In a networked deployment, the computer system 500 may operate in the capacity of a server or as a client user computer in a server-client user network environment, or as a peer computer system in a peer-to-peer (or distributed) network environment. The computer system 500 can also be implemented as or incorporated into various devices, such as a personal computer (PC), a tablet PC, a set-top box (STB), a personal digital assistant (PDA), a mobile device, a palmtop computer, a laptop computer, a desktop computer, a communications device, a wireless telephone, a land-line telephone, a control system, a camera, a scanner, a facsimile machine, a printer, a pager, a personal trusted device, a web appliance, a network router, switch or bridge, or any other machine capable of executing a set of instructions (sequential or otherwise) that specify actions to be taken by that machine.

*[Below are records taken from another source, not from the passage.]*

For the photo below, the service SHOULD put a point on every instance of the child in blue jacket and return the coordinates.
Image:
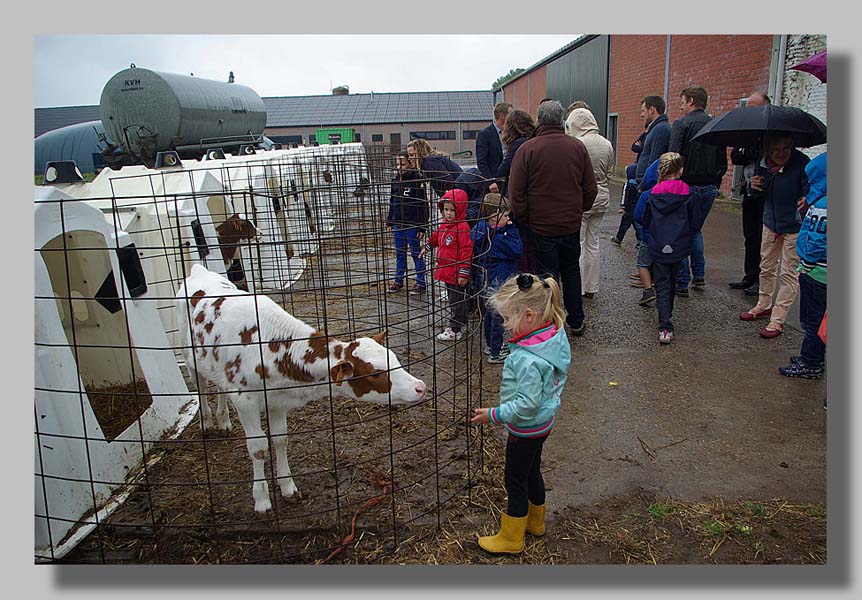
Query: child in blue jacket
(496, 249)
(408, 218)
(534, 375)
(644, 260)
(811, 248)
(671, 219)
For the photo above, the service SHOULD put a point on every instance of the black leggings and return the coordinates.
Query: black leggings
(523, 476)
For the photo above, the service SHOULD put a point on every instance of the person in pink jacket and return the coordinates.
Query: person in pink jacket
(453, 256)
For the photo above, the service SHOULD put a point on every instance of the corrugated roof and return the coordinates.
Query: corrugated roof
(578, 41)
(352, 109)
(364, 109)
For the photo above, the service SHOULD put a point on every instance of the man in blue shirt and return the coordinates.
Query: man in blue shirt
(489, 143)
(655, 144)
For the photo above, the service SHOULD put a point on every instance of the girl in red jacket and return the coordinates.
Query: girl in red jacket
(454, 254)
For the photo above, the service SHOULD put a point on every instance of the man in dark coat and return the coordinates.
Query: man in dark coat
(705, 165)
(752, 210)
(489, 142)
(551, 184)
(654, 145)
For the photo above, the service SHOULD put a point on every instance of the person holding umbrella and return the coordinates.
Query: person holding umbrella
(752, 210)
(780, 178)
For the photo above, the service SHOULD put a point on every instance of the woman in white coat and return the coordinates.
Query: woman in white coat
(581, 124)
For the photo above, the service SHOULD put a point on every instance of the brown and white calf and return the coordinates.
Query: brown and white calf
(263, 358)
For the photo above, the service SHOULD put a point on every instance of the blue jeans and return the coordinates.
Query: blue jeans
(559, 257)
(630, 199)
(493, 329)
(704, 195)
(665, 290)
(812, 305)
(404, 237)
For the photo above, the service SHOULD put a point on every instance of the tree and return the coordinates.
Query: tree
(503, 78)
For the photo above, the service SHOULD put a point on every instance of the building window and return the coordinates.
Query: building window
(432, 135)
(286, 139)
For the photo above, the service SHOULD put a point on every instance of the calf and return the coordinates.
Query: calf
(261, 357)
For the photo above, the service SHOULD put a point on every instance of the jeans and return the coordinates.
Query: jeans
(523, 475)
(705, 196)
(697, 265)
(493, 329)
(812, 305)
(752, 228)
(559, 257)
(630, 201)
(404, 237)
(458, 305)
(665, 290)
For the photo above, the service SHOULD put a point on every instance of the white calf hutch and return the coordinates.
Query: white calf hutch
(125, 471)
(99, 342)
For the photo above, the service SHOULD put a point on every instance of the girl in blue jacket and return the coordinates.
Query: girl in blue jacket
(496, 249)
(533, 378)
(811, 248)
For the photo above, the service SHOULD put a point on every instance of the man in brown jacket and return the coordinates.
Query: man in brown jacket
(551, 184)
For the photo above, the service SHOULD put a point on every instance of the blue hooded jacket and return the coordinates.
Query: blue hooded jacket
(811, 243)
(649, 181)
(496, 250)
(534, 375)
(668, 215)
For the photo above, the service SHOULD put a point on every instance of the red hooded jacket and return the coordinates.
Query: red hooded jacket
(452, 240)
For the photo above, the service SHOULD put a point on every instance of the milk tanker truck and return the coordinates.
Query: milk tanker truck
(145, 112)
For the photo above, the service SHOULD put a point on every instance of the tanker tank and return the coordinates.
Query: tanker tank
(145, 112)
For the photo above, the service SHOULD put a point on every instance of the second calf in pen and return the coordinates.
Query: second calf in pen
(263, 358)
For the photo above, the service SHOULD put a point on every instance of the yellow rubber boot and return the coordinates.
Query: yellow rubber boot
(510, 538)
(535, 519)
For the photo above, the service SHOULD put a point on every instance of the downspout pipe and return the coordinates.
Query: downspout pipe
(666, 70)
(778, 92)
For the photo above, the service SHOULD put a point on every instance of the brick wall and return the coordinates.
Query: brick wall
(803, 89)
(729, 67)
(636, 70)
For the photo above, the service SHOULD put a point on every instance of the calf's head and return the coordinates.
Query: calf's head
(368, 370)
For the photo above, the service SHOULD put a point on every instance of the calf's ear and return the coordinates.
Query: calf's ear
(340, 371)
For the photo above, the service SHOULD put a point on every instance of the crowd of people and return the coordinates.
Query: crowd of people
(521, 232)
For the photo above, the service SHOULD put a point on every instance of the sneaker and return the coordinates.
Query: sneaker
(647, 297)
(798, 370)
(448, 335)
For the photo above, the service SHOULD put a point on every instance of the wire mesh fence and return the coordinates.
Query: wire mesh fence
(126, 472)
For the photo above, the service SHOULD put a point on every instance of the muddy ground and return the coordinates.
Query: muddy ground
(696, 452)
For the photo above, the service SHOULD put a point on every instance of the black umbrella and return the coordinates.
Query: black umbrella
(745, 126)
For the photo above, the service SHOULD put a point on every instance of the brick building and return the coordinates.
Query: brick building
(729, 67)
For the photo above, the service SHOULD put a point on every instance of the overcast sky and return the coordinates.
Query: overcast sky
(286, 65)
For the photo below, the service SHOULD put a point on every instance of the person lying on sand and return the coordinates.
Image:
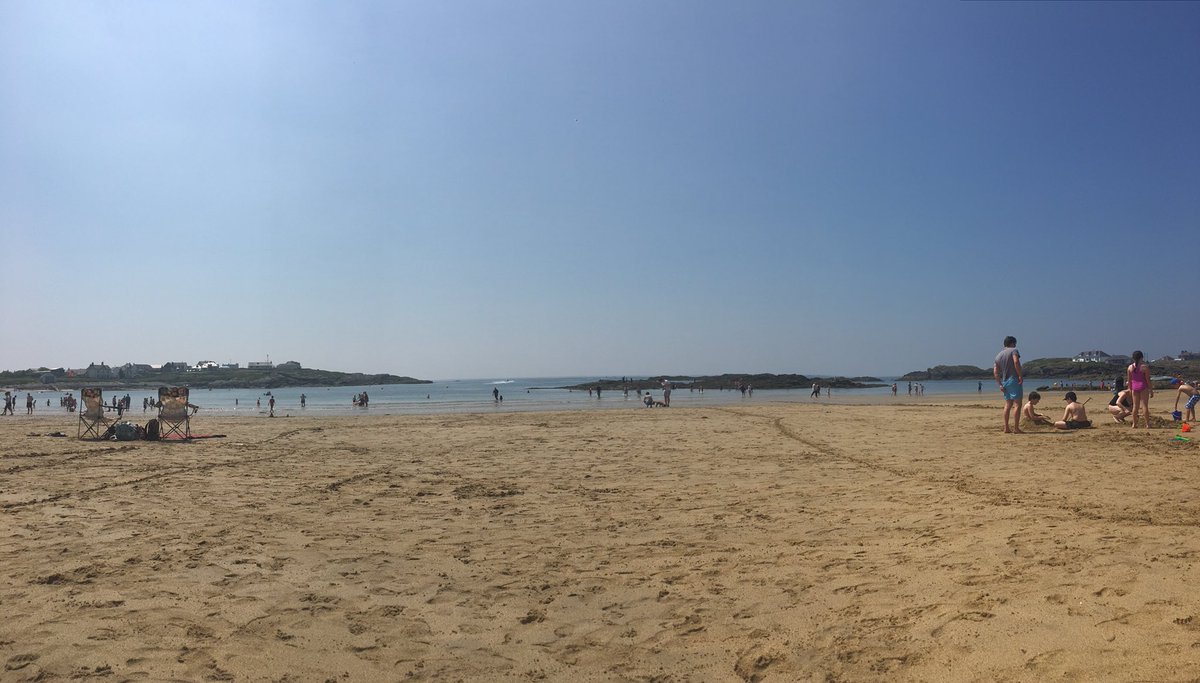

In a particular implementation, the computer system 500 can be implemented using electronic devices that provide voice, video, or data communication. Further, while the computer system 500 is illustrated as a single system, the term “system” shall also be taken to include any collection of systems or sub-systems that individually or jointly execute a set, or multiple sets, of instructions to perform one or more computer functions.
As illustrated in FIG. 5, the computer system 500 may include a processor 502, e.g., a central processing unit (CPU), a graphics processing unit (GPU), or both. The processor 502 may be a component in a variety of systems. For example, the processor 502 may be part of a standard personal computer or a workstation. The processor 502 may be one or more processors, digital signal processors, application specific integrated circuits, field programmable gate arrays, servers, networks, digital circuits, analog circuits, combinations thereof, or other now known or later developed devices for analyzing and processing data. The processor 502 may implement a software program, such as code generated manually (i.e., programmed).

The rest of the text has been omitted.